BEIRUT (Reuters) - The Red Cross said an aid convoy was refused entry to a besieged Syrian town on Thursday, blocking what would have been the first supplies for its residents for more than three years.
The aid group did not say who stopped the delivery to Daraya, a town on the outskirts of Damascus, held by rebels and besieged by government forces.
But the United Nations said this month that Syria's government was refusing U.N. demands to deliver aid to hundreds of thousands of people.
"Sadly our aid convoy", jointly organised with the U.N. and Syrian Red Crescent, "was refused entry to Daraya, despite being given prior clearance from all sides," the International Committee of the Red Cross (ICRC) said on Twitter.
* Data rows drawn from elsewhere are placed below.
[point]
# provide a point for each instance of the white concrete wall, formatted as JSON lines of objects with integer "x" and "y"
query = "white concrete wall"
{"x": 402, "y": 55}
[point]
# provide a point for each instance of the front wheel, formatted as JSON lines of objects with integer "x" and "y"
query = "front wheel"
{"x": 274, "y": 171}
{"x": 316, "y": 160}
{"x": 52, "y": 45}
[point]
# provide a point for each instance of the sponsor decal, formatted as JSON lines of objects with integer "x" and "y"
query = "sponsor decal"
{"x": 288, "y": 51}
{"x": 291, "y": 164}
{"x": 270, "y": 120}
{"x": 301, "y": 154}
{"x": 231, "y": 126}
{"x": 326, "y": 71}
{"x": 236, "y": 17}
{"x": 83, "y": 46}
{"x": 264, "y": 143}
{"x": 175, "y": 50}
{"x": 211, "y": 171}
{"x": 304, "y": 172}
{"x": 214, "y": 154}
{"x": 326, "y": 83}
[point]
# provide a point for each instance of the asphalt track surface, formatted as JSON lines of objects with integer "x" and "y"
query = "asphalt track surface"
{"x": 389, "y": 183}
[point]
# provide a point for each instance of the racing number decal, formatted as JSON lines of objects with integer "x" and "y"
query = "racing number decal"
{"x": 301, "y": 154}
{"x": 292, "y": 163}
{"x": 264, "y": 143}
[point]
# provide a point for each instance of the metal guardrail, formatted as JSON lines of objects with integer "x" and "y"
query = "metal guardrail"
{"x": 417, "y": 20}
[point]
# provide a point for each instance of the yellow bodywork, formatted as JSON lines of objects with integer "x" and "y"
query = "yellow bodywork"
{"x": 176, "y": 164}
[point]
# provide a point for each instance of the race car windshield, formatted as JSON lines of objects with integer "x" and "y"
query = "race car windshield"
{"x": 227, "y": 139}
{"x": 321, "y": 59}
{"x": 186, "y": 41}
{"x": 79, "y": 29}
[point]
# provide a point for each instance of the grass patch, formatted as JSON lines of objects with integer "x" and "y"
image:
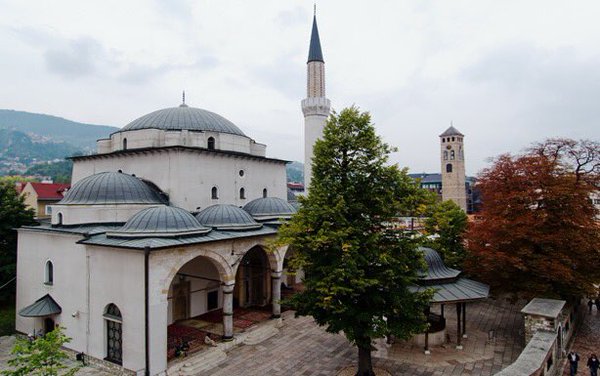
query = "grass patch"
{"x": 7, "y": 319}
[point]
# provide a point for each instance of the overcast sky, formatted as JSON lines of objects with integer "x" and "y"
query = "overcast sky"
{"x": 506, "y": 73}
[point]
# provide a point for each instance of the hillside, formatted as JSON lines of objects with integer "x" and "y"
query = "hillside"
{"x": 56, "y": 129}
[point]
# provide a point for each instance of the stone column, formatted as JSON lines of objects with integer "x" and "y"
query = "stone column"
{"x": 458, "y": 326}
{"x": 276, "y": 294}
{"x": 464, "y": 320}
{"x": 228, "y": 312}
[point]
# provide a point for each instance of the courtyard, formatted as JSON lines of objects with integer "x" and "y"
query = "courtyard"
{"x": 495, "y": 339}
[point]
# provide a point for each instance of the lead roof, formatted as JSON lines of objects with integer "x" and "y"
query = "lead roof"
{"x": 184, "y": 117}
{"x": 111, "y": 188}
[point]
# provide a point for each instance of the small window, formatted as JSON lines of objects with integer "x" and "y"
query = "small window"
{"x": 212, "y": 300}
{"x": 49, "y": 275}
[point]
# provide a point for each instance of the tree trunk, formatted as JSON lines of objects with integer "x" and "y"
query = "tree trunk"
{"x": 365, "y": 366}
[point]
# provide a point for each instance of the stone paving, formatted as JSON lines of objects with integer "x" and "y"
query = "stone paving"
{"x": 586, "y": 340}
{"x": 302, "y": 348}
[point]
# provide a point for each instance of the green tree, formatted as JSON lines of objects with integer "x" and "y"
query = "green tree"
{"x": 41, "y": 357}
{"x": 357, "y": 272}
{"x": 13, "y": 213}
{"x": 448, "y": 222}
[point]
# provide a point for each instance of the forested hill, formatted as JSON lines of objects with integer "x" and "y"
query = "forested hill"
{"x": 55, "y": 129}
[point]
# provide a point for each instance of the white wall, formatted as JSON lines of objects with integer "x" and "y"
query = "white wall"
{"x": 188, "y": 176}
{"x": 114, "y": 275}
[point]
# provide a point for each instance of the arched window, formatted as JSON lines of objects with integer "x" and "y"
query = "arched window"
{"x": 49, "y": 275}
{"x": 114, "y": 334}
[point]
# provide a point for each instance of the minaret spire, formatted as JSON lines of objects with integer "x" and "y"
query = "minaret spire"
{"x": 316, "y": 105}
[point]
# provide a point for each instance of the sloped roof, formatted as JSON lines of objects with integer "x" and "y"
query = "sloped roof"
{"x": 50, "y": 191}
{"x": 451, "y": 132}
{"x": 314, "y": 51}
{"x": 448, "y": 285}
{"x": 44, "y": 306}
{"x": 269, "y": 208}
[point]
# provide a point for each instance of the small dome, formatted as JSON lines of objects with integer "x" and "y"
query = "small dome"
{"x": 112, "y": 188}
{"x": 161, "y": 221}
{"x": 227, "y": 217}
{"x": 291, "y": 196}
{"x": 184, "y": 117}
{"x": 269, "y": 208}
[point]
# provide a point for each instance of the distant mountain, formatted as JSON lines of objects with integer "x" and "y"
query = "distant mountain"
{"x": 55, "y": 129}
{"x": 295, "y": 172}
{"x": 19, "y": 146}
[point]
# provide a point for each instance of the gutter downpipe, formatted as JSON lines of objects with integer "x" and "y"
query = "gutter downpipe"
{"x": 146, "y": 308}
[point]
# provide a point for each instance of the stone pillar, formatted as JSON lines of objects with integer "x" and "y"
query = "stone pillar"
{"x": 228, "y": 312}
{"x": 458, "y": 326}
{"x": 276, "y": 294}
{"x": 464, "y": 333}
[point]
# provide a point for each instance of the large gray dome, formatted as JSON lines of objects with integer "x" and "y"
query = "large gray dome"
{"x": 111, "y": 188}
{"x": 227, "y": 217}
{"x": 161, "y": 221}
{"x": 269, "y": 208}
{"x": 184, "y": 117}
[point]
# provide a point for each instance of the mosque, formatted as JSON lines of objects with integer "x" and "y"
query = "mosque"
{"x": 171, "y": 218}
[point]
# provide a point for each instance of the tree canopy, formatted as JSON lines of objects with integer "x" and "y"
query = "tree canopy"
{"x": 357, "y": 271}
{"x": 448, "y": 222}
{"x": 539, "y": 233}
{"x": 42, "y": 356}
{"x": 13, "y": 213}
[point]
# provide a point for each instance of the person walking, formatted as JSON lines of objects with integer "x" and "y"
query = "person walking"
{"x": 593, "y": 364}
{"x": 573, "y": 358}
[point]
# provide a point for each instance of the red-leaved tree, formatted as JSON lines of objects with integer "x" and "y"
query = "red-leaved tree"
{"x": 539, "y": 231}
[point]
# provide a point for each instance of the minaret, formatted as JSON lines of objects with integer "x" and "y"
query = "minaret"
{"x": 452, "y": 155}
{"x": 315, "y": 106}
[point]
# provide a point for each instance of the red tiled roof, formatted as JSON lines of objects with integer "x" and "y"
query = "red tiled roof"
{"x": 50, "y": 191}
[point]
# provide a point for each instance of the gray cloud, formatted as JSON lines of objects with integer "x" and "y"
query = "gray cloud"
{"x": 77, "y": 58}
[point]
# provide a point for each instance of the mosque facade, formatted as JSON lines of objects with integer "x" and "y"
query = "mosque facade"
{"x": 171, "y": 218}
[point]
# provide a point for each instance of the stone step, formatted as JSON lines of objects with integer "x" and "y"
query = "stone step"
{"x": 260, "y": 334}
{"x": 202, "y": 362}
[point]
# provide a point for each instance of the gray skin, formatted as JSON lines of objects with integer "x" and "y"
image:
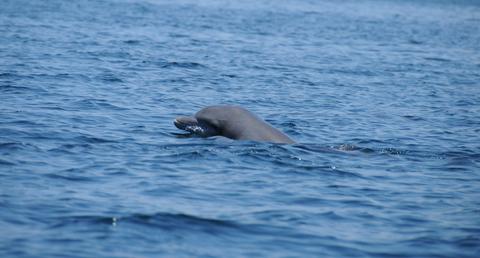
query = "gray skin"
{"x": 232, "y": 122}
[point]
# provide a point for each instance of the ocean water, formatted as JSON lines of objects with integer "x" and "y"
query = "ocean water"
{"x": 382, "y": 96}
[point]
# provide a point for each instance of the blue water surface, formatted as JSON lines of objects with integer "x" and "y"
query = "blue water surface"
{"x": 382, "y": 96}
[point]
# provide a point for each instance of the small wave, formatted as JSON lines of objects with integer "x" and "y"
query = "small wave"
{"x": 164, "y": 221}
{"x": 186, "y": 65}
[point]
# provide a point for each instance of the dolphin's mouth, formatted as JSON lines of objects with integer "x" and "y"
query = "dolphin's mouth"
{"x": 188, "y": 124}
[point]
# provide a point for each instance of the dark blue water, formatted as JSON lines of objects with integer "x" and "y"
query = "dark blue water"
{"x": 383, "y": 98}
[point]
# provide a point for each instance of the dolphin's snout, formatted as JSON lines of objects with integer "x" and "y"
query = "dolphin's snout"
{"x": 183, "y": 122}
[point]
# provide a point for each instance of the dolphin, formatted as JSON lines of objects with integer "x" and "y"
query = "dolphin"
{"x": 233, "y": 122}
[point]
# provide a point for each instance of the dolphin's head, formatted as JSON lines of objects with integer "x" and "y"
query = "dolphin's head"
{"x": 196, "y": 126}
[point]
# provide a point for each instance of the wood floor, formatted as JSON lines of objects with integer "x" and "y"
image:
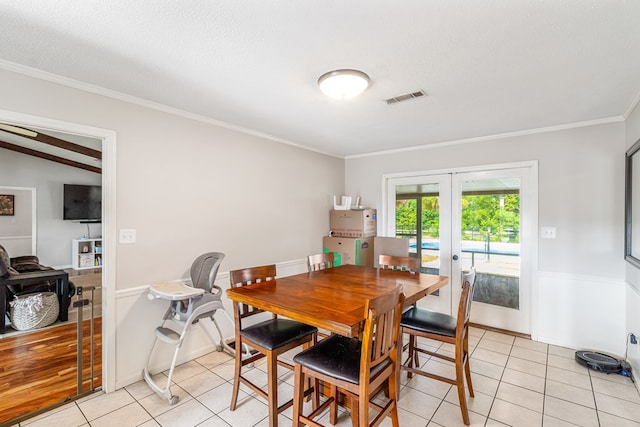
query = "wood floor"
{"x": 39, "y": 368}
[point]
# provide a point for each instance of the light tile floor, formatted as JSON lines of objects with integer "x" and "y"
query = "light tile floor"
{"x": 517, "y": 382}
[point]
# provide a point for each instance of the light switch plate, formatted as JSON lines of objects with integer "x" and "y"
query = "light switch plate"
{"x": 127, "y": 236}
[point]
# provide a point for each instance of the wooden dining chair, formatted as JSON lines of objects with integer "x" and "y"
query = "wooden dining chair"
{"x": 357, "y": 367}
{"x": 270, "y": 338}
{"x": 419, "y": 322}
{"x": 399, "y": 263}
{"x": 320, "y": 261}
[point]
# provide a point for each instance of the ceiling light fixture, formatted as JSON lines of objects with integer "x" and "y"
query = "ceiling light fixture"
{"x": 343, "y": 84}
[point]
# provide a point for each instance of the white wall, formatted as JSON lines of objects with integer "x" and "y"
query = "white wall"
{"x": 188, "y": 187}
{"x": 633, "y": 273}
{"x": 53, "y": 246}
{"x": 580, "y": 276}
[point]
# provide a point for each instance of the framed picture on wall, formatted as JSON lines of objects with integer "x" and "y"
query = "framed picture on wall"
{"x": 7, "y": 204}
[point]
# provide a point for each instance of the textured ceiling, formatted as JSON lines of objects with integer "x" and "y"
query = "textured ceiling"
{"x": 489, "y": 67}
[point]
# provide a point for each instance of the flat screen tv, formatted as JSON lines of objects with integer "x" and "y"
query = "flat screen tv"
{"x": 82, "y": 203}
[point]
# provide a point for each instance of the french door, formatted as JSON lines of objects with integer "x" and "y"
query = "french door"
{"x": 480, "y": 218}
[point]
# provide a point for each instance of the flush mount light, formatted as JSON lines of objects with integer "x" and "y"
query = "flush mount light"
{"x": 343, "y": 84}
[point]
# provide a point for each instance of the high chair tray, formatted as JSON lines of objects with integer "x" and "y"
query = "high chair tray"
{"x": 174, "y": 290}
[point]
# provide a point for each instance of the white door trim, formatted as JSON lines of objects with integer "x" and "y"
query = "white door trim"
{"x": 108, "y": 138}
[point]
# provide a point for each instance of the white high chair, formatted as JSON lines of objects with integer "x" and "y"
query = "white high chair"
{"x": 189, "y": 303}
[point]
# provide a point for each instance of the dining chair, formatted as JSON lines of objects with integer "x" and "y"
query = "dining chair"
{"x": 320, "y": 261}
{"x": 399, "y": 263}
{"x": 269, "y": 338}
{"x": 359, "y": 368}
{"x": 420, "y": 322}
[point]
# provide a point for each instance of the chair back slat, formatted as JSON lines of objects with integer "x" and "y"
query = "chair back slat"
{"x": 320, "y": 261}
{"x": 391, "y": 262}
{"x": 464, "y": 307}
{"x": 247, "y": 276}
{"x": 381, "y": 330}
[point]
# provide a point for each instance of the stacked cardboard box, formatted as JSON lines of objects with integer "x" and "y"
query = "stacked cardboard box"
{"x": 352, "y": 236}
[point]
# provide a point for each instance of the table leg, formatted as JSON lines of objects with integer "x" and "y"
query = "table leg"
{"x": 62, "y": 289}
{"x": 3, "y": 307}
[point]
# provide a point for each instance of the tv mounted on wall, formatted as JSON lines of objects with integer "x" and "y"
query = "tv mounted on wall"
{"x": 82, "y": 203}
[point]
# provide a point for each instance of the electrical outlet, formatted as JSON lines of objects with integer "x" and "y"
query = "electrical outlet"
{"x": 127, "y": 236}
{"x": 548, "y": 232}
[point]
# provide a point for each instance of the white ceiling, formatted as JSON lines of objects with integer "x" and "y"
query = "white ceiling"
{"x": 489, "y": 67}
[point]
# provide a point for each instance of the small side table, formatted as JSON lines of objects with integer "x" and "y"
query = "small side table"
{"x": 35, "y": 277}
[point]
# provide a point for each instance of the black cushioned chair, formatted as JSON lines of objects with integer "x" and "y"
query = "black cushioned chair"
{"x": 360, "y": 368}
{"x": 419, "y": 322}
{"x": 270, "y": 338}
{"x": 25, "y": 264}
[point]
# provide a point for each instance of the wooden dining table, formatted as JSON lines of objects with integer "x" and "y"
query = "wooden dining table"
{"x": 333, "y": 299}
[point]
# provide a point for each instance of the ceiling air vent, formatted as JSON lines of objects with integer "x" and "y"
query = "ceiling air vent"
{"x": 405, "y": 97}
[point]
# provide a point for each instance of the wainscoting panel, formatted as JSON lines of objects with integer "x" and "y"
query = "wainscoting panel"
{"x": 582, "y": 312}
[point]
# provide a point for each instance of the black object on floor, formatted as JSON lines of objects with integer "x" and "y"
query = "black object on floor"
{"x": 603, "y": 363}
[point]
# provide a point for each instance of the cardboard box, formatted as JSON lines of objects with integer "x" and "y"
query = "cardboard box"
{"x": 356, "y": 251}
{"x": 389, "y": 246}
{"x": 351, "y": 223}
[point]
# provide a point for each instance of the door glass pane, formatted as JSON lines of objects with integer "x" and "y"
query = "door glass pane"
{"x": 420, "y": 201}
{"x": 490, "y": 221}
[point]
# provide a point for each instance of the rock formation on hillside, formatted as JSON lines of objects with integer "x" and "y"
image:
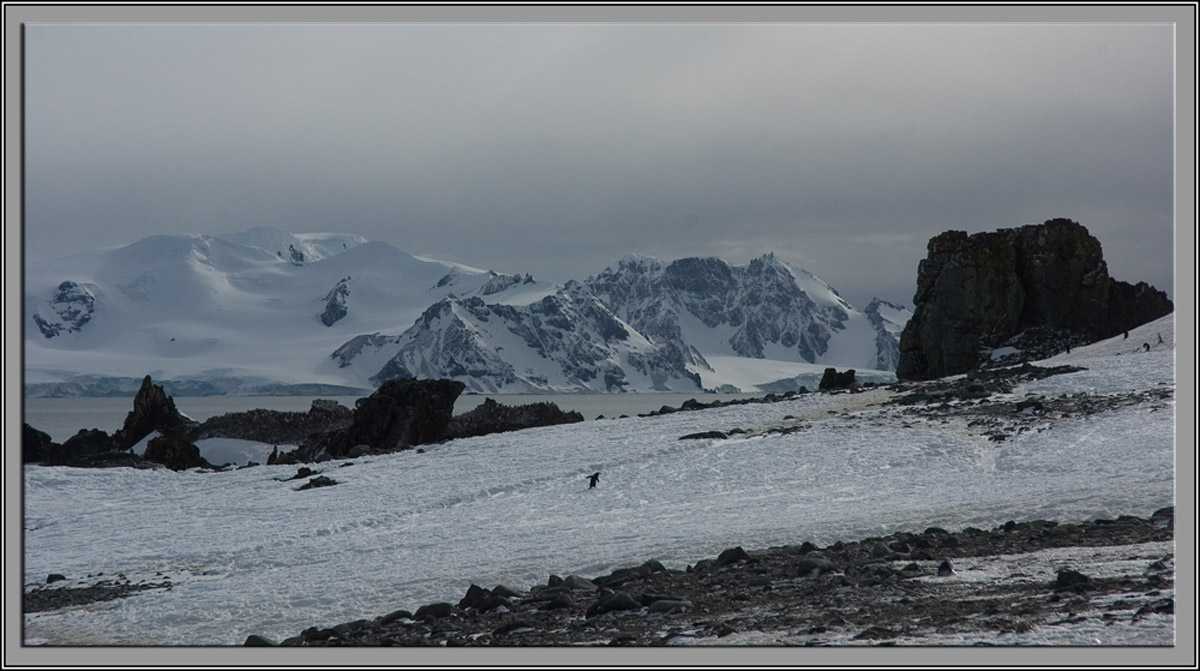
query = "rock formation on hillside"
{"x": 493, "y": 418}
{"x": 976, "y": 292}
{"x": 71, "y": 306}
{"x": 153, "y": 411}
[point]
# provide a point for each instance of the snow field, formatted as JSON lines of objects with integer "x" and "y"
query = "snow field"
{"x": 250, "y": 555}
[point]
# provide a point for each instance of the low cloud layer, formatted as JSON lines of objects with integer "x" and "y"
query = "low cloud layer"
{"x": 556, "y": 149}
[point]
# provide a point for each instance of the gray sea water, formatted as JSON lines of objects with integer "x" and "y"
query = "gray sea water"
{"x": 63, "y": 418}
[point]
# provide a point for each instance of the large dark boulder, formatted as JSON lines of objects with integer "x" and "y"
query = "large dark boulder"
{"x": 976, "y": 292}
{"x": 403, "y": 413}
{"x": 493, "y": 418}
{"x": 174, "y": 451}
{"x": 276, "y": 426}
{"x": 78, "y": 449}
{"x": 35, "y": 445}
{"x": 400, "y": 414}
{"x": 153, "y": 411}
{"x": 833, "y": 379}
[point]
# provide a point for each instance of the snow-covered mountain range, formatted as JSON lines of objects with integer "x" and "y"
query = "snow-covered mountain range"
{"x": 267, "y": 311}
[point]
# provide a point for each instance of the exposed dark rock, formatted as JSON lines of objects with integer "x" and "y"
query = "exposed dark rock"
{"x": 703, "y": 435}
{"x": 731, "y": 556}
{"x": 335, "y": 303}
{"x": 781, "y": 591}
{"x": 483, "y": 600}
{"x": 976, "y": 292}
{"x": 833, "y": 379}
{"x": 79, "y": 450}
{"x": 46, "y": 598}
{"x": 276, "y": 426}
{"x": 175, "y": 453}
{"x": 615, "y": 601}
{"x": 433, "y": 611}
{"x": 400, "y": 414}
{"x": 1072, "y": 580}
{"x": 153, "y": 411}
{"x": 493, "y": 418}
{"x": 318, "y": 481}
{"x": 71, "y": 307}
{"x": 256, "y": 641}
{"x": 35, "y": 445}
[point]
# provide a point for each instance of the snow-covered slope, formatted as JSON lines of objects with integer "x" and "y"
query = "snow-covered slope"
{"x": 247, "y": 553}
{"x": 265, "y": 311}
{"x": 564, "y": 342}
{"x": 241, "y": 312}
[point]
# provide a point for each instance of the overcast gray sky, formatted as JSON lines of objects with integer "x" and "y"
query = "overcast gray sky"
{"x": 556, "y": 149}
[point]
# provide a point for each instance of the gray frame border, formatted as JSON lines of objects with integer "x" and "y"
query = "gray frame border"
{"x": 1182, "y": 15}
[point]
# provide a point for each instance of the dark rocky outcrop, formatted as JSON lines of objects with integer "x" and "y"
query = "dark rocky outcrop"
{"x": 335, "y": 303}
{"x": 70, "y": 309}
{"x": 401, "y": 414}
{"x": 277, "y": 426}
{"x": 841, "y": 593}
{"x": 493, "y": 418}
{"x": 833, "y": 379}
{"x": 153, "y": 411}
{"x": 976, "y": 292}
{"x": 35, "y": 445}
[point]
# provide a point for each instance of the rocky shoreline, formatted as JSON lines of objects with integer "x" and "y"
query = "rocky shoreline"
{"x": 874, "y": 591}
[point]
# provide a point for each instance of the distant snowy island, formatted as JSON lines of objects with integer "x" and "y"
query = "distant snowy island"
{"x": 270, "y": 312}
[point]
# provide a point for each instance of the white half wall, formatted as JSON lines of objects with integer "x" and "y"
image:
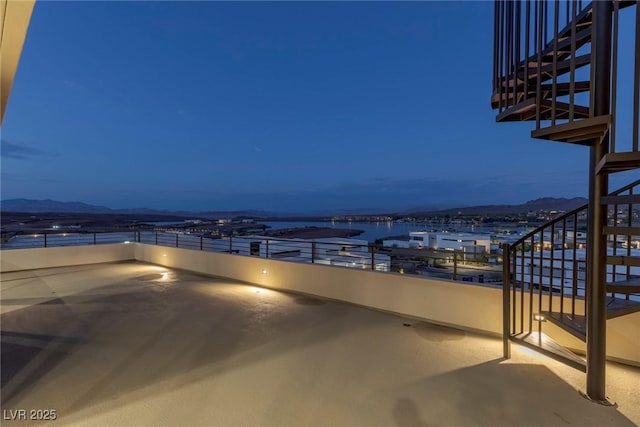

The Syrian Observatory for Human Rights, a British-based monitoring group, said government forces shelled parts of Daraya on Thursday. There was no immediate comment from the government.
The town borders a military airport used by Russian planes which have been conducting air strikes for President Bashar al-Assad since September.
United Nations experts estimate around 4,000 civilians are trapped there, senior U.N. official Jan Egeland told reporters in Geneva on Thursday, before news emerged of the blocked convoy.
The United Nations was hoping to send assessment teams into other besieged areas across Syria in coming days, but was struggling to reach people caught up in new crises still emerging in the conflict, he added.
Teams had also had so far failed to reach the al Waer suburb of the city of Homs, which Egeland said seemed to meet the criteria for a siege: full military encirclement, no humanitarian access and no movement for the civilian population in or out of the area.
"Al Waer is one of these places where heartbreaking things happen, where we have a convoy fully loaded, standing for days as it did last week, with supplies that we know there is a desperate need for. And then in the end you are told you have to unload," he said.
In total, U.N. aid convoys still did not have government permission to reach around half the 905,000 people they want to help, Egeland said.
In one small step forward, a U.N. de-mining assessment mission had visited the central city of Palmyra, recently re-taken from Islamic State, and de-mining might soon be allowed, Egeland told reporters.
The United Nations had also received a conditional green light to go into Arbin, Zamalka and Zabadin, but with supplies for fewer people than were in the towns, he added.